Coding offense texts: A need in the criminal justice research space
Criminal justice data frequently includes hundreds, if not thousands of free-text offense descriptions for a particular charge. Many criminal research projects require organizing this offense text into a reasonable number of meaningful categories to support analyses. One common approach is to group the charges by the National Corrections Reporting Program (NCRP) categorization.

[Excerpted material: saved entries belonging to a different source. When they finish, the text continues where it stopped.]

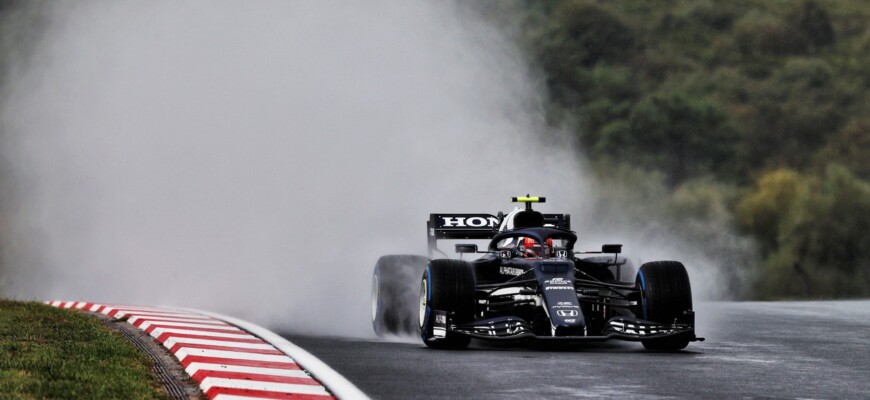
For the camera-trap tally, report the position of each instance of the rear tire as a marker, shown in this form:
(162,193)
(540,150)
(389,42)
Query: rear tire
(447,285)
(394,294)
(665,297)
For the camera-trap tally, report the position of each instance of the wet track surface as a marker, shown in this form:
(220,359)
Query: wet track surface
(768,350)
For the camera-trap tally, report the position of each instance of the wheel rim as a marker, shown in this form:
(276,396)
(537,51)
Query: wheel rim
(424,294)
(376,294)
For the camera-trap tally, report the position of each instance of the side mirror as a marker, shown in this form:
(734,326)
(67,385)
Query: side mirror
(466,248)
(611,248)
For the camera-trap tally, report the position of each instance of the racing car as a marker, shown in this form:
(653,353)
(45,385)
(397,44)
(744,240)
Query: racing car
(528,285)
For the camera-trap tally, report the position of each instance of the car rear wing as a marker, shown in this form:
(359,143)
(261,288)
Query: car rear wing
(476,226)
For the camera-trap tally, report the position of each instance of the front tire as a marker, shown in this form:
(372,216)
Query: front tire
(447,285)
(665,297)
(394,294)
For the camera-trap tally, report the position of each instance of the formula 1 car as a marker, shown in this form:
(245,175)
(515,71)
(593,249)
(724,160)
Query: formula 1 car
(530,284)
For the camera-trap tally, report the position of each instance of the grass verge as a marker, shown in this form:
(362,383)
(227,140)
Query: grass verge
(46,352)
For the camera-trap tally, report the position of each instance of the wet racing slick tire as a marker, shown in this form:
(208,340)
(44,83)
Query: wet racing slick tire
(394,294)
(448,286)
(665,296)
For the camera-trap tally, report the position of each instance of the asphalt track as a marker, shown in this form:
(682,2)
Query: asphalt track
(753,350)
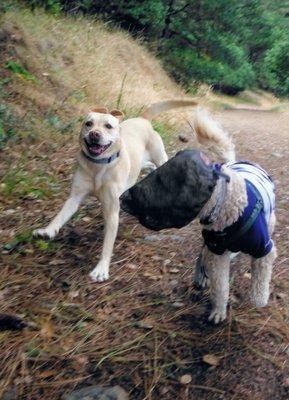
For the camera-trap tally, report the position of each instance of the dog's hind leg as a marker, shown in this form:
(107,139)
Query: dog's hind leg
(80,189)
(110,203)
(201,278)
(261,276)
(218,269)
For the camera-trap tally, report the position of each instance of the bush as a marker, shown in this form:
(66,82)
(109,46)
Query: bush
(276,68)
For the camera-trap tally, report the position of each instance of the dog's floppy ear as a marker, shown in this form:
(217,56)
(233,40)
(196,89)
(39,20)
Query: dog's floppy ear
(117,114)
(100,110)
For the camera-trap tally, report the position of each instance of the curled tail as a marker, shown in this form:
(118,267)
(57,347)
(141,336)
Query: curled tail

Typically, an analyst would match the offense text with the relevant categorization using a lookup table. However, there are significant limitations to this approach with crime charge data. The following example illustrates these limitations with offense texts relating to the NCRP charge category “Auto Theft”:
An analyst must be familiar with the abbreviations and acronyms in order to translate the offense text into something that is human-readable (e.g “poss” and “possess” are short for “possession”; “mv” stands for “motor vehicle”). Now that the offense text is understandable, a coder would need to know which NCRP charge category (e.g. “Auto Theft”) these offenses belong to, which requires an additional step of research.
Now imagine needing to be familiar with other common abbreviations, and even common misspellings, outside of the “Auto Theft” charge category. Additionally, there are cases where an abbreviation may have multiple meanings that may result in different charge categories applied to the same offense code within a research project.

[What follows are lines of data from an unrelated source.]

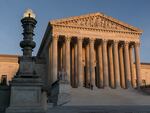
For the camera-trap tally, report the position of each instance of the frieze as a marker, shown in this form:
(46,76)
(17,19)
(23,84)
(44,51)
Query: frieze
(97,35)
(96,21)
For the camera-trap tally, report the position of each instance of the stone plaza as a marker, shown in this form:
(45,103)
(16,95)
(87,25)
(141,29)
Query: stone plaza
(88,63)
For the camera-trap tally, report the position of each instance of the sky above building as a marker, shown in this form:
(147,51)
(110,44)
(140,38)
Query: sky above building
(133,12)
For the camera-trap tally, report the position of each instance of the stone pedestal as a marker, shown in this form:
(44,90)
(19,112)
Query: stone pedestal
(60,93)
(4,97)
(26,96)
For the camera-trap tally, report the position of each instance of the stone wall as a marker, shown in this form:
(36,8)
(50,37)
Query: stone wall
(9,66)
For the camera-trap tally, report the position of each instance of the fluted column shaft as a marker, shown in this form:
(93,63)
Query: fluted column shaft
(54,57)
(100,63)
(137,63)
(92,59)
(131,67)
(64,57)
(116,64)
(76,66)
(105,63)
(87,66)
(50,64)
(79,44)
(111,66)
(127,64)
(68,58)
(122,72)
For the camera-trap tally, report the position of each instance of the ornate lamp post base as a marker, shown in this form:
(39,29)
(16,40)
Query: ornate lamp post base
(26,86)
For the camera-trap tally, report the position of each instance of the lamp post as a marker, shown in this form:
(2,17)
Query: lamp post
(28,23)
(27,61)
(26,86)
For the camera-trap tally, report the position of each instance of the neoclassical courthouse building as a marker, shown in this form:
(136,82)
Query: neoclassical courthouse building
(94,50)
(97,54)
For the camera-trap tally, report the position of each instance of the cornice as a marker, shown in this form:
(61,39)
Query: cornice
(96,29)
(57,21)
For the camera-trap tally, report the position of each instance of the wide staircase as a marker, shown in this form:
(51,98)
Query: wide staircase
(106,100)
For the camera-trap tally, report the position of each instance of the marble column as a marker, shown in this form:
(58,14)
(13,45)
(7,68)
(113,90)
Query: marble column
(50,63)
(111,66)
(122,72)
(105,63)
(51,60)
(54,58)
(87,66)
(92,59)
(76,66)
(137,64)
(79,44)
(64,56)
(72,67)
(116,64)
(133,78)
(100,63)
(67,40)
(127,64)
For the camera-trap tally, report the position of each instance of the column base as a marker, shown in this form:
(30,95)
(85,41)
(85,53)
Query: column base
(26,96)
(25,110)
(60,93)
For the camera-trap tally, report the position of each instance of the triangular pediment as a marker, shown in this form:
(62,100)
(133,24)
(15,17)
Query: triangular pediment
(96,20)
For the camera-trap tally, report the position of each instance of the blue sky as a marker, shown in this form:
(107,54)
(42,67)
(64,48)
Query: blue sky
(134,12)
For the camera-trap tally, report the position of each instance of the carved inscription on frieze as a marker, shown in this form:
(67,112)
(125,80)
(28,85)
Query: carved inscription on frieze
(96,22)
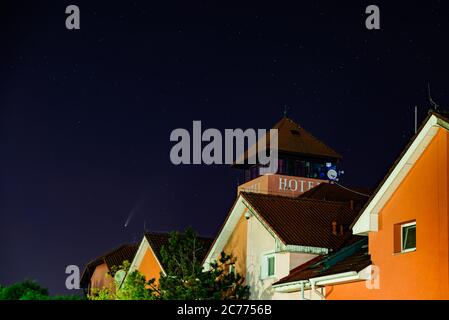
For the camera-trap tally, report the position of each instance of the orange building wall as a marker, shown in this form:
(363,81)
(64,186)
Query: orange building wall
(236,245)
(149,266)
(424,273)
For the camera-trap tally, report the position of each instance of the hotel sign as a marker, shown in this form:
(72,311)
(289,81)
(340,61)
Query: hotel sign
(280,185)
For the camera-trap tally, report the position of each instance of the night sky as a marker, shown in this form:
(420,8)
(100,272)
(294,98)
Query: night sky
(86,115)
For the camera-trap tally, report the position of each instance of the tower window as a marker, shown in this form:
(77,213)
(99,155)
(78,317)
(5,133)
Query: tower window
(405,237)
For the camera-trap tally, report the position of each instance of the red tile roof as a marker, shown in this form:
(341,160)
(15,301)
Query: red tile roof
(302,221)
(443,115)
(336,192)
(113,258)
(157,240)
(320,266)
(295,139)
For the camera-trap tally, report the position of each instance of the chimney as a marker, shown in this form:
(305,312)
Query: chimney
(334,227)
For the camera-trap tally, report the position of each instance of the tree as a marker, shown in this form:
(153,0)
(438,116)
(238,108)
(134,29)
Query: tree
(25,290)
(184,279)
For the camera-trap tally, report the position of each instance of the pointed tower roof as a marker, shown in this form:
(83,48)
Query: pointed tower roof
(292,138)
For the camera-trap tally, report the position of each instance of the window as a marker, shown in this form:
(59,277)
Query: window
(267,266)
(232,268)
(408,237)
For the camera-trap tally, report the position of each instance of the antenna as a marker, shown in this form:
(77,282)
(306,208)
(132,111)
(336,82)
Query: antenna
(432,103)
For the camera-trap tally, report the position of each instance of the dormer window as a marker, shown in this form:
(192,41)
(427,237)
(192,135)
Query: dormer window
(405,237)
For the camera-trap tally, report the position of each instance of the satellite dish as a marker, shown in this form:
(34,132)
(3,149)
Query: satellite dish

Manually coding large datasets with a complex coding scheme can take days to weeks, depending on the number of records. Beyond the time involved, a manual process is subject to several sources of error: two analysts might code the same offense text differently or the same analyst might inconsistently apply codes. Adding extra time for quality control is a necessity. According to Debbie Dawes, Program Director of Court Systems Research at RTI, “Manually coding datasets is a major and common challenge on multiple criminal research projects.”
An easy-to-use coding tool that anyone can access
To meet this unique research need, RTI has developed the Rapid Offense Text Autocoder (ROTA) tool, an open-source machine learning model accessible in a web application allowing for the bulk upload and conversion of offense text into charge categories.
Let’s revisit our “Auto Theft” example above to see how the autocoder tool works in action.
1. The researcher goes to the ROTA web application and uploads their file to the Bulk Coder.
2. The web application automatically suggests a text column which may contain the offense text for coding into charge category.
3. Once the correct column is selected, the researcher receives NCRP charge category predictions for each line in the offense text field and may download the CSV to further support their research.
This process takes what was an arduous, days- or weeks-long data preparation task and returns predicted charge categories in a matter of seconds.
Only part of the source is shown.